Madoff recoveries: Irving Picard’s feats are starting to look almost as amazing as Bernie Madoff’s. The trustee appointed to clean up after the imprisoned Ponzi scheme mastermind is now about half way to recovering the $20 billion or so of actual cash lost by the victims. Recouping the rest doesn’t look entirely out of reach, either.
Picard just scored his biggest coup. When billionaire Jeffry Picower was first sued for his whopping investment gains with Madoff, a longtime friend, he said in court papers the allegations were “unsupported by facts or logic”. But Picower died at 67, a few months after Picard came after him, and his estate agreed last Friday to return $7.2 billion. Including the sale of Madoff’s ill-gotten trinkets, other clawbacks and a settlement with Swiss private bank Union Bancaire Privee, the pot now stands at nearly $10 billion.
Picard may have unearthed the easiest spoils, but his global scavenger hunt is only just beginning. In the last month alone, as his deadline for filing lawsuits approached, the trustee added Austrian banker Sonja Kohn, HSBC, JPMorgan and UBS to a list of targets that already included funds in the Cayman Islands, a dead Hollywood money manager and a bank in Argentina. Picard would need to be awarded or settle for about 25 cents on the dollar from the remaining $40 billion of lawsuits to make up for all the estimated losses.
It is a stretch to think Picard will get anything close to $5 billion from Kohn, characterised in the trustee’s nearly $20 billion suit as Madoff’s “criminal soul mate” in perpetrating his fraud - allegations denied by an Austrian bank connected with Kohn and also named in the suit. Moreover, Picard’s allegations against the big global banks look less clear-cut than was the case in some of his early settlements.
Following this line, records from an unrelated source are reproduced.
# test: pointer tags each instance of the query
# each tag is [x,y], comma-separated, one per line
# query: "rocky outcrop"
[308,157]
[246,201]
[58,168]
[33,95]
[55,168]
Even if Picard falls short, though, he looks on pace to do right by Madoff victims. Other losing investors don’t usually fare nearly so well. According to a Moody’s analysis of 20 years of prepackaged bankruptcies, creditors recovered about 55 percent of their money. The rate was even lower for regular Chapter 11 cases. When it was revealed, Madoff’s swindle looked an unparalleled if ugly feat of fraud. Picard might yet set an impressive standard in return.